After a while or maybe 2 hours the alcohol started wearing off. It was around 1:00 am. Better make a move or else I would be awarded with the title of the ‘first man to keep his job for the least number of hours’. I took Maya’s leave with the promise I’d meet her the next day at the same time. She just smiled. That means she’d be there. I hoped for her to be there.

All I could do the whole of the next day goes without saying. Seemed like she had possessed me. Keeping my composure I went through the day only in anticipation of the night to follow.

At around 7:00 pm the women in me took over. No I’m not gay….but who said guys don’t have a female streak especially when it comes to dressing for that special one. First it was, should I wear my heart boxers or the Simpson’s one? Would it matter? Next, Would I come across as imposing if I dressed formal…let’s stick with the casual look! But then would she take me to be a jerk?
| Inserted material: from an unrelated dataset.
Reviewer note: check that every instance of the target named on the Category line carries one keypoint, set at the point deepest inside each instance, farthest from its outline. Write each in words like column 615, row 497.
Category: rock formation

And follow it did…but only to my disappointment Maya was nowhere in sight. I decided to keep myself sober for her sake so that we could have an intellectual conversation rather than me ranting away to glory. 11:30……12:15….I passed my hours with glasses of soda and conversations with fellow drinkers. 1:00….she was nowhere to be seen. What an idiot I must have been the other day, that she decided to never frequent this bar ever again!!? Missed an opportunity for a blossoming relationship. If only I could reverse back time. Beginning to lose patience I finally asked the bartender about her. He looked at me all confused. On asking him again, he burst out into a guffaw. Surprised I asked him what the matter was. This made him laugh all the more. Is everyone insane in this universe?

Hmmm…..no I figured it was just me. Maya, a segment of my fantasy. Maya the alcohol. Maya, a character at a bar. Maya, a creation of a drunkard. Maya…..a wall facing the table in the dingy corner.